I've started on the large task of organizing my digital photo files. My disorganization stems from a couple of things. First, when I began using a digital camera, I used iPhoto. I don't really use it now. But I've noticed that iPhoto makes some duplicate files. Second, I think I have duplicate files from backups and from migrating from old machines to new ones. Compounded with the fact that most of the files begin with DSCN or DCP, it is a mess. So, to help me get started, I thought I would write a script that would create a report of any duplicate files and their locations. Also, since I'm about one third of the way through the Everyday Scripting with Ruby by Brian Marick, I know just enough to be dangerous. After a couple of evenings of blundering my way through this, I finally have my first Ruby script.

require 'find'
argv = ARGV.empty? ? %w{.} : ARGV
file_counts = Hash.new(0)
files = Array.new
Find.find(*argv) do |fullname|
# looking for image files only
next unless fullname =~ /\.(JPEG|JPG|GIF|MOV)$/i
file = File.basename(fullname).downcase
dir = File.dirname(fullname)
files.push([file,dir])
file_counts[file.downcase] += 1
end
file_counts.each { |file, count|
if count > 1 then
# print the number of occurences and the file name
printf("%5d %s\n", count, file)
# since assoc only returns the first occurence, we print it
# then delete it so we can find the next occurence
while (a = files.assoc(file))
# print each directory name
printf("\t %s\n", a[1])
files.delete(a)
end
end
}


To call this script, you can pass in a list of directories, or it will default to the current directory.

2 comments:

Anonymous said...

This little duplicate finding script is pretty neat. I ran it on a Windows XP machine from my C: drive. I copied the script from your blog and saved it on my machine as findDupFiles.rb and ran it. I also redirected the output to a file instead of having the output scroll through my command window.
Example:
prompt>ruby findDupFiles.rb c:\ > duplicates.txt

I was surprised at just how many duplicated image names there were on my system. Just as a guide, there were 8,740 lines in the text file that was generated with the results!! Yikes, that is a lot of duplicate filenames.

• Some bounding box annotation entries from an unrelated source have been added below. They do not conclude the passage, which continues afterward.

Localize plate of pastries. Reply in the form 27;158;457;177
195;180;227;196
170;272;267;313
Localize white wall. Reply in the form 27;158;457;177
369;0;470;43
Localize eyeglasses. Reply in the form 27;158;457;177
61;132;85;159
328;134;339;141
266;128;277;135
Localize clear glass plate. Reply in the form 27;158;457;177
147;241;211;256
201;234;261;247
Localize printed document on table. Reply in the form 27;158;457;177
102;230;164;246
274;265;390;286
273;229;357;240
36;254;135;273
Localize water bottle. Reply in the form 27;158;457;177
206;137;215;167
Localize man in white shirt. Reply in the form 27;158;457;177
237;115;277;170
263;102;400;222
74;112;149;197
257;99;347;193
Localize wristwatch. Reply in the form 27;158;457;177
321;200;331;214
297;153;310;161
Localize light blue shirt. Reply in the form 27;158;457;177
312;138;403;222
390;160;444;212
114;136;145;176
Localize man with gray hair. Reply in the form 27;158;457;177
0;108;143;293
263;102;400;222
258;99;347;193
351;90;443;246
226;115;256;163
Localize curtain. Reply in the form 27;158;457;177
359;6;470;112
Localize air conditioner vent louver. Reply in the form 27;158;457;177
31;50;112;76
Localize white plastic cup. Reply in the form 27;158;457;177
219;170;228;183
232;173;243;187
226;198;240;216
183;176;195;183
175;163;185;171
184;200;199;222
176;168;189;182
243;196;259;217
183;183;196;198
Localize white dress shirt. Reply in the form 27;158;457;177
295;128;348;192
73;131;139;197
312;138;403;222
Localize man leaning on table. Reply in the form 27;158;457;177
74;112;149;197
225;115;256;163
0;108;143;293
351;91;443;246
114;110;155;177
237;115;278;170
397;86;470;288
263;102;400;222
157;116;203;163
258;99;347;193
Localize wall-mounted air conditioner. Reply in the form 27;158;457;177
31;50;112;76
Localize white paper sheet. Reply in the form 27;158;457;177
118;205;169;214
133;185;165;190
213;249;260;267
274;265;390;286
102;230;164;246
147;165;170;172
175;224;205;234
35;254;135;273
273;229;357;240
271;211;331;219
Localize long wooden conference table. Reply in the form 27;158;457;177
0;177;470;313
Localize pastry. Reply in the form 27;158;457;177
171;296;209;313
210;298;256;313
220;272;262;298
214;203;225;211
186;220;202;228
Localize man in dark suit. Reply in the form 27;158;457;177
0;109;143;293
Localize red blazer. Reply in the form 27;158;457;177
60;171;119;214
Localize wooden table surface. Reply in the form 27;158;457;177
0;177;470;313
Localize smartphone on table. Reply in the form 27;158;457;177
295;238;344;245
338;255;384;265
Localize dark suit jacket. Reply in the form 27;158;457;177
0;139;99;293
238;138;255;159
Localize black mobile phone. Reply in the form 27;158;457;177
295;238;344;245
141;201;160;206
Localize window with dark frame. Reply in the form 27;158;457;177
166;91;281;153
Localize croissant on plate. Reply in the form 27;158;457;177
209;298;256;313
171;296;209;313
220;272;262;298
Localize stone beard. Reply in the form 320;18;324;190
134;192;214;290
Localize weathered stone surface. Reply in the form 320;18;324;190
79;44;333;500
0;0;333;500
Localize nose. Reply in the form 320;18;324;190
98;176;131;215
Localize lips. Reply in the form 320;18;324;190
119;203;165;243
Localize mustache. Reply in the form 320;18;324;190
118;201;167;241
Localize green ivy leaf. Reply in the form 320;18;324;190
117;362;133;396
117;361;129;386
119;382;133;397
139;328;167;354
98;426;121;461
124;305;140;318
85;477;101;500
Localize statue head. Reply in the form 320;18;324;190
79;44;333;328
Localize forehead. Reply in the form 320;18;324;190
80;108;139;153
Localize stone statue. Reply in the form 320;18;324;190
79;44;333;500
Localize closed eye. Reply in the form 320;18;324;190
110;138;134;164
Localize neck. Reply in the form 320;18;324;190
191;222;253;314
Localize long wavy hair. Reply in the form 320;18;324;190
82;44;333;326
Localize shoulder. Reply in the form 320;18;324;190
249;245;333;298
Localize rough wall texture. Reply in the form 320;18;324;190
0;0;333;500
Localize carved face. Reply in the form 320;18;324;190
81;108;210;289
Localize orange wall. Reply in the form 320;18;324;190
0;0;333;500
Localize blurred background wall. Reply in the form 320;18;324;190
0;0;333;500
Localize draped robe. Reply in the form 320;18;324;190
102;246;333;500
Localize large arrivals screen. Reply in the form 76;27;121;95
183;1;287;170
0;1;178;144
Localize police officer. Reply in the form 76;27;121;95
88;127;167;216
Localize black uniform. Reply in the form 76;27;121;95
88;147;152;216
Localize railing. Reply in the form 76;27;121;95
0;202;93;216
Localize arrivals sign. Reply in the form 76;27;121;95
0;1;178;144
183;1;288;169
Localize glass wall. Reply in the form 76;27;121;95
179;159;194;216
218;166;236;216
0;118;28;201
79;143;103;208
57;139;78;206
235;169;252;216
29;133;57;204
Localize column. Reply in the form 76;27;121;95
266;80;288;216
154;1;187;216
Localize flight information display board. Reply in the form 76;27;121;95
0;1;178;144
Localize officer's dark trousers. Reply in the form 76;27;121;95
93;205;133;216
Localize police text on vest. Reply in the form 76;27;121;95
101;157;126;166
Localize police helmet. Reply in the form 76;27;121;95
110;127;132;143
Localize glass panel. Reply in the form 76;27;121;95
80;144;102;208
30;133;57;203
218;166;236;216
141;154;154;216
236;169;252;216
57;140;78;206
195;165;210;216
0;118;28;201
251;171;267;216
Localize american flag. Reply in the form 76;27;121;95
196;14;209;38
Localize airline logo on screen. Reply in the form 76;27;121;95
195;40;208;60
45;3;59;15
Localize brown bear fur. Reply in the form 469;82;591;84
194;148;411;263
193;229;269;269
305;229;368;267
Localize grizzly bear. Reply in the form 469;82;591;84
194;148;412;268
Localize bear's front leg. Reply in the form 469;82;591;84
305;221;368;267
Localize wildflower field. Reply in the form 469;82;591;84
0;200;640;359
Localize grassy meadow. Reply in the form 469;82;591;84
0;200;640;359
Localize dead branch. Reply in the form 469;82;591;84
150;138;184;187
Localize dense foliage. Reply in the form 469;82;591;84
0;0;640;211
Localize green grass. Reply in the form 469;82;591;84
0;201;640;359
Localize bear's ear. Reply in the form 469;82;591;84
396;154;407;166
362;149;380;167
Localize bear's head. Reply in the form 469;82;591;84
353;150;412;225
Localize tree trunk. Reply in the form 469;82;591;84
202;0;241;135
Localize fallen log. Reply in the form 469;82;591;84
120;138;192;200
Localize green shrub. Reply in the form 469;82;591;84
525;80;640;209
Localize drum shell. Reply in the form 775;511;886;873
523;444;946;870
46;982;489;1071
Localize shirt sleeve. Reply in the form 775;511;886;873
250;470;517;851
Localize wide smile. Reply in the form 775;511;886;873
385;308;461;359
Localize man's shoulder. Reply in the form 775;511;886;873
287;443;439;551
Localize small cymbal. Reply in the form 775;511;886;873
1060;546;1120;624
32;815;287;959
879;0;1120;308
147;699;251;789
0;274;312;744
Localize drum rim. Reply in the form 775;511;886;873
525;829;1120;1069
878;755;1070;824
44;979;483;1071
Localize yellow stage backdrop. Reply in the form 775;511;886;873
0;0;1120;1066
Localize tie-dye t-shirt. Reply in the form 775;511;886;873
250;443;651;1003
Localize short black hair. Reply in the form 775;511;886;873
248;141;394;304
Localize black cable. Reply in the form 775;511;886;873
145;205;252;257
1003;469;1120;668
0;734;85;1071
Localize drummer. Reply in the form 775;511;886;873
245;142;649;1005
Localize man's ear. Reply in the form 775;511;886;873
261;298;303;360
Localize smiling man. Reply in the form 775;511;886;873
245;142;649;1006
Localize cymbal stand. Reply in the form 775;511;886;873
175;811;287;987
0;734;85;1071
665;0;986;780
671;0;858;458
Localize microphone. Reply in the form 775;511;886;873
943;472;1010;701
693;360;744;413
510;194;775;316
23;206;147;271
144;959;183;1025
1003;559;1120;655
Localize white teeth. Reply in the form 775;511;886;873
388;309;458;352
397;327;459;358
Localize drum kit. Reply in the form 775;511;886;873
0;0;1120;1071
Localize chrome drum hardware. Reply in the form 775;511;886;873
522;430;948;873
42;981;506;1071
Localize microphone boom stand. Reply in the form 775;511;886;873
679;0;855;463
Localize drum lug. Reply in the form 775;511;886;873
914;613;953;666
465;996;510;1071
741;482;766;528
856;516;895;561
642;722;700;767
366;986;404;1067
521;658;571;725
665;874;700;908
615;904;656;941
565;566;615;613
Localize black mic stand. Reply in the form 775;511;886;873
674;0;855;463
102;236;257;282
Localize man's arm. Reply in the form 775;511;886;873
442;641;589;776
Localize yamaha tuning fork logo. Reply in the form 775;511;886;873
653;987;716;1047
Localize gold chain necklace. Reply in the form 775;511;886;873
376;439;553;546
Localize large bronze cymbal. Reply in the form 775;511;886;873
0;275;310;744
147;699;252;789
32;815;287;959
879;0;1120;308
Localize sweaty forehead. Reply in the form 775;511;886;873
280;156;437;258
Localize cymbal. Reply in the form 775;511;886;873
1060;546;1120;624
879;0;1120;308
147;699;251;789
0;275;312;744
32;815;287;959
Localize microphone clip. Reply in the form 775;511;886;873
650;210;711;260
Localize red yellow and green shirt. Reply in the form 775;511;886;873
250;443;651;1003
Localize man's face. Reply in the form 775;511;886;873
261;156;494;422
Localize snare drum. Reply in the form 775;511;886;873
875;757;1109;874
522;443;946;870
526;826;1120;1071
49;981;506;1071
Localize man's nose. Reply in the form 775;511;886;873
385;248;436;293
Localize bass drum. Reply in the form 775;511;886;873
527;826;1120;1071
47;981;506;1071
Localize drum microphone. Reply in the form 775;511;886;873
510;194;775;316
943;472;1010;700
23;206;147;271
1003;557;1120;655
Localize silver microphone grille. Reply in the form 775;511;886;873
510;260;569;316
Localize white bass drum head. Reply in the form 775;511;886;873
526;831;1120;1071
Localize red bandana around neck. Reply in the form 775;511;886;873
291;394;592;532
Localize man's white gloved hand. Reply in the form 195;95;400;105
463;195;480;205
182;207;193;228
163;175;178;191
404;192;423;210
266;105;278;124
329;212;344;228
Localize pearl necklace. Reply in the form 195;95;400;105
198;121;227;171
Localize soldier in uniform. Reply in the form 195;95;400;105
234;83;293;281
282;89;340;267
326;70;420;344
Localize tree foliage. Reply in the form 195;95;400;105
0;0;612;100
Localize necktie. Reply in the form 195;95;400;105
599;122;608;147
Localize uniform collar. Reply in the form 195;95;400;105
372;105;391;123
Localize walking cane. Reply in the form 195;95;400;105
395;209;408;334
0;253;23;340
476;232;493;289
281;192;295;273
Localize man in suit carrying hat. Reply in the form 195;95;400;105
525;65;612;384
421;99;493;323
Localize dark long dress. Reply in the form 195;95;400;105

Tip: One word of caution to others that may find this tool helpful though. Although a filename may be duplicated, it does not necessarily mean that the file in separate locations is the same file. I suggest further physical inspection before removing or deleting etc. any of your duplicates.

Keep up the good work!

Cynthia Sadler said...

When I ran it, my output file was 15000+ lines long. I don't know if this will really help me organize my files, but it was interesting nonetheless. I have a lot of work to do!